Pre- and post-operative knowledge about cataract, glaucoma and retinal detachment

  I. What is a cataract?
  Clinically, the clouding of the lens that affects vision is called cataract. The lens is like a convex lens in the eye, equivalent to the lens of a camera. The lens can become cloudy gradually with age or due to trauma, drugs, radiation and ultraviolet rays. Cataract can be diagnosed when vision is below 0.7 and other eye diseases are excluded. Cataract surgery can be performed when vision is below 0.3. So far, there is no medicine in the world that can prevent and treat cataract.

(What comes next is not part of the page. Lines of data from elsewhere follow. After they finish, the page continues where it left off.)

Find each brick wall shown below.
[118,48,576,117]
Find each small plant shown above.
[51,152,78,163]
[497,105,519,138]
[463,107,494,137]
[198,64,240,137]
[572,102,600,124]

Surgery is the only way to treat cataract.
  Precautions before cataract surgery
  Patients with serious systemic diseases such as hypertension, diabetes, cardiovascular disease and cough should be treated and stabilized by an internal medicine physician before cataract surgery is performed.
  The day before surgery, please wash your hair, take a bath, cut your nails, and change into clean inner and outer clothes.
  No cosmetics should be used on the day of surgery.
  Please cooperate by cutting eyelashes and flushing the conjunctival sac and tear duct in advance.
  Please cooperate with injections, medication and eye drops before surgery.
  On the day of surgery, you must be accompanied by a direct relative and go through the signing procedure, otherwise you cannot operate.
  III. What are the risks of cataract surgery procedure
  Patients should not cough or sneeze, talk as little as possible, and not move their head or body during surgery. Otherwise, there will be serious consequences.
  During the surgery, the clear cortex of the lens may not be flushed out and posterior cataract may occur, but if it affects the vision, laser treatment or secondary surgery can be performed.
  Very few patients have complications such as IOL inability to implant or IOL displacement or entrapment after implantation, which can usually be solved by secondary surgery or lens prescription to increase vision.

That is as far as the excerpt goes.